Com base nas tendências observadas e nos dados coletados, Pelto antecipa uma "explosão" na produção de icebergs no próximo outono. Essa previsão sublinha a natureza volátil da geleira Tyndall e a expectativa de eventos de calving mais frequentes e intensos, que podem alterar significativamente a morfologia do lago glacial e a paisagem circundante. A monitorização contínua será essencial para validar essas projeções e aprofundar o conhecimento sobre a resposta das geleiras patagônicas às variações ambientais.
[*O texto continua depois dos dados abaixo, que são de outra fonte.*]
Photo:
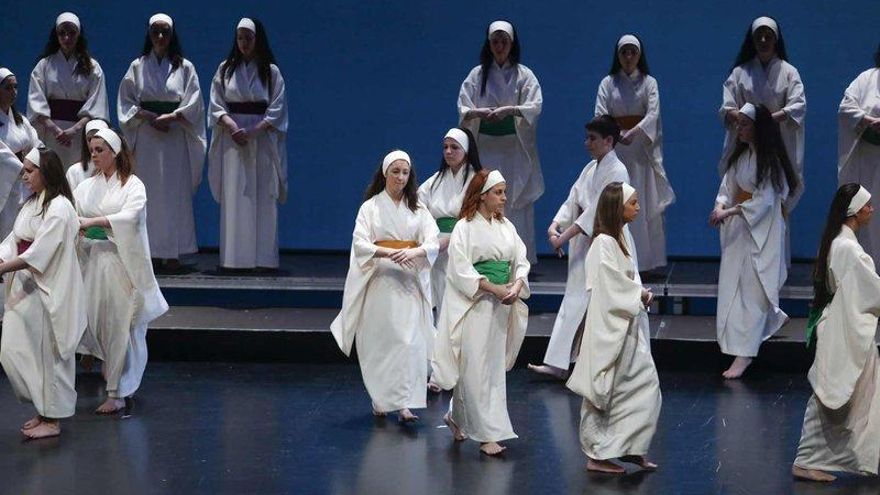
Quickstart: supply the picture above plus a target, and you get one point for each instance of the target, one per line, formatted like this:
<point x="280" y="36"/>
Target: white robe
<point x="615" y="373"/>
<point x="169" y="163"/>
<point x="45" y="308"/>
<point x="753" y="265"/>
<point x="248" y="181"/>
<point x="123" y="295"/>
<point x="516" y="156"/>
<point x="478" y="338"/>
<point x="580" y="208"/>
<point x="386" y="309"/>
<point x="54" y="78"/>
<point x="443" y="200"/>
<point x="857" y="159"/>
<point x="842" y="423"/>
<point x="637" y="94"/>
A documentação visual desses eventos é fundamental para a pesquisa. A fotografia do astronauta ISS074-E-582898, que capturou parte desses fenômenos, foi adquirida em 10 de maio de 2026. A imagem foi registrada com uma câmera digital Nikon Z9, utilizando uma distância focal de 560 milímetros, proporcionando detalhes de alta resolução da superfície da geleira e dos icebergs.

O colapso do terminal de geleiras, como o observado no Glaciar Mayo, na Argentina, em fevereiro de 2026, representa um padrão familiar na região patagônica, indicando que o comportamento da geleira Tyndall não é um evento isolado. Observações anteriores, como as do Glaciar Tyndall em abril de 2023, já apontavam para um retiro significativo e processos de parto de icebergs. O Observatório da Terra da NASA tem acompanhado o movimento do gelo na Patagônia desde 2007, com registros específicos sobre o Glaciar Tyndall em 2007 e 2017, consolidando um histórico de monitoramento que contextualiza as mudanças atuais.